In a nod to the festival’s founding, experienced hunters will gather on Saturday in a 90-minute race to see who can find the most morels.

The fest also features daily carnival rides for the little kids. Bigger “kids” can hit the main tent to enjoy rockers Onager on Friday night and local favorite Audio Circus on Saturday night.

Sunday, the non-profit Northern Michigan Cancer Crusaders take over the tent with live music, an auction and edibles.

FOODIE FUNGI

So why all of this fuss around a fungi, even one that’s become a foodie obsession?

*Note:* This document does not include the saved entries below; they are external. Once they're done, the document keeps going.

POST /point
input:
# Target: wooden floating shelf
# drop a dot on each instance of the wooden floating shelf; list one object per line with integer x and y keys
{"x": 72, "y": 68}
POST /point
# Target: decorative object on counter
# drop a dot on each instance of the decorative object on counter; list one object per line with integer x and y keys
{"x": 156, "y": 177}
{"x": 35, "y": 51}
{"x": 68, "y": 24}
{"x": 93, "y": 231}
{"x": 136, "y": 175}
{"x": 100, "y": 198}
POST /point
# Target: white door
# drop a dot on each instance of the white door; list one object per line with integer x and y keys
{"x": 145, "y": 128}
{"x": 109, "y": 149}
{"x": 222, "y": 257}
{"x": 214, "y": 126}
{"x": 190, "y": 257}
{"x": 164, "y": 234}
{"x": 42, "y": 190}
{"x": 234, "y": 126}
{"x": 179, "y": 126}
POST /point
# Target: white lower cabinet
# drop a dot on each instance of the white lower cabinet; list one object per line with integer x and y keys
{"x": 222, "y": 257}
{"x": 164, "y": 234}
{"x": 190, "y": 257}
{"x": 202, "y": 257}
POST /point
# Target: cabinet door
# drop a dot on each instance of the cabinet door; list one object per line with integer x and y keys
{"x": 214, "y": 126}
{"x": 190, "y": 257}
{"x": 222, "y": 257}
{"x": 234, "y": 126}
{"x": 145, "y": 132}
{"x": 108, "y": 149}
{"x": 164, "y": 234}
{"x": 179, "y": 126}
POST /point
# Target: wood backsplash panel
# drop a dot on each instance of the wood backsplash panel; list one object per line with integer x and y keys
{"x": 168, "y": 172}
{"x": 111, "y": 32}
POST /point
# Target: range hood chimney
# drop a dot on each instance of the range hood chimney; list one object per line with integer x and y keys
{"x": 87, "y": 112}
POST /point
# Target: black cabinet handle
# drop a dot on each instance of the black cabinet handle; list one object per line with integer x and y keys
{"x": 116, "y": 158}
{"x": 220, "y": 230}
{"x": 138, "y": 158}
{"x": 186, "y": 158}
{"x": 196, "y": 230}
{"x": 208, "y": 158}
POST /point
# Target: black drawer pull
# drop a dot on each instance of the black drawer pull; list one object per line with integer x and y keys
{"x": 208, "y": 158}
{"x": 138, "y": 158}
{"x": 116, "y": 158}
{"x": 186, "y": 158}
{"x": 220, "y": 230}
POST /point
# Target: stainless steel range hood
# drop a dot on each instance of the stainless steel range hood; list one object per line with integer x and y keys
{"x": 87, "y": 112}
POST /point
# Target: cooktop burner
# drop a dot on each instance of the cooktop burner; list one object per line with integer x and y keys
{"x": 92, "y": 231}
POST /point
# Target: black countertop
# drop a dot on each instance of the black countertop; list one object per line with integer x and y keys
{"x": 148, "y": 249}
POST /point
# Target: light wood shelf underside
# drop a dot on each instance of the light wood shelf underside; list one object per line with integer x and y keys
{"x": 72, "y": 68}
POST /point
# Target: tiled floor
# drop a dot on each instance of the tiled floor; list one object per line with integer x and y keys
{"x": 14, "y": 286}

“Morels are a great tasting delicacy,” Baumann said. “They are hard to find and they are only available for a few weeks a year.”

Those eager to try their own recipes can purchase bags of fresh morels for $20 to $60 a pound on the street during the festival.

“They are far more expensive out of season,” said Baumann.

Baumann said the dining events, the morel-hunting seminar, and Friday afternoon’s guided morel hunt are among the most popular events.

Pairing a gourmet rarity with a little friendly competition makes this fest a winwin, Baumann said.

“Creating a festival for a simple mushroom is kind of amazing, when you think about it,” he said. “I have been here for five festivals and have met people from England, Greece, Japan, Peru and Hawaii.

“The morel does draw people.”

Boyne City’s 2014 National Morel Mushroom Festival runs from May 15-18. A full schedule, tickets, and more can be found at bcmorelfestival.com.

Morel Hunting Tips from Jim and Tony

Jim Baumann organizes the morel fest, and Tony Williams gives a seminar on morels every year. Who better to give you insider tips for your morel hunt?

• Don’t look at your feet. Keep your head up and look about 25 feet ahead.

• When you do find a morel, slow down and look around, because they grow in groups.

• If you’re not finding many morels, move along, and cover as much ground as you can.

• Look on the south side of hills early in the season, and on the north side later in the season.

• Keep an eye out for ash trees – morels often grow near them.